Hello, I'm currently analyzing scRNA-seq data. After quality control of my cells, i have done standard normalization / scaling / find variable features , with the tools sctransform developed by satija lab . However for the dimensionality reduction part, i have started with the pca. However the clustering was not clear. And Based on well knowns markers genes, it appear that, different cell types ( in my case it's the "x zone" and "fasciculata " ) are not clustered separately, which is not what I expected . And upping the resolution, of the clustering appear to just create other "sub" cluster, who are just to similar for annotate it as different cell types .
However, after performing an ICA instead of a PCA, it appear that my two previous cell types " x zone" and "fasciculata " are well separated in two different cluster, which is perfect, and all my markers genes match perfectly with my clustering .
So it appear that ica are more suited for my dataset. That's why i wonder if there is any statistical criteria/evidence that can help me understand why ICA is better than PCA in my case ?

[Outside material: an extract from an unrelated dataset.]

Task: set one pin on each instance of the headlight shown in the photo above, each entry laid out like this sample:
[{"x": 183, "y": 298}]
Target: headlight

Also the proportion of variance explained is only 13% with 50 PCs and 11% for 20 PCs. Which is really low . Maybe it's related to this ?
thanks you
Hello , Thanks very much . I have already see the thread linked, and it's also helpful to have a good understanding of the ica. Concerning the low % of variability explained with my PC . I think the problem was about the "find variable features" step. I have basically return all the variable genes , and not the 'common' threshold of 3000 genes . Now the first 50 Pc explain 35% wich is slightly better.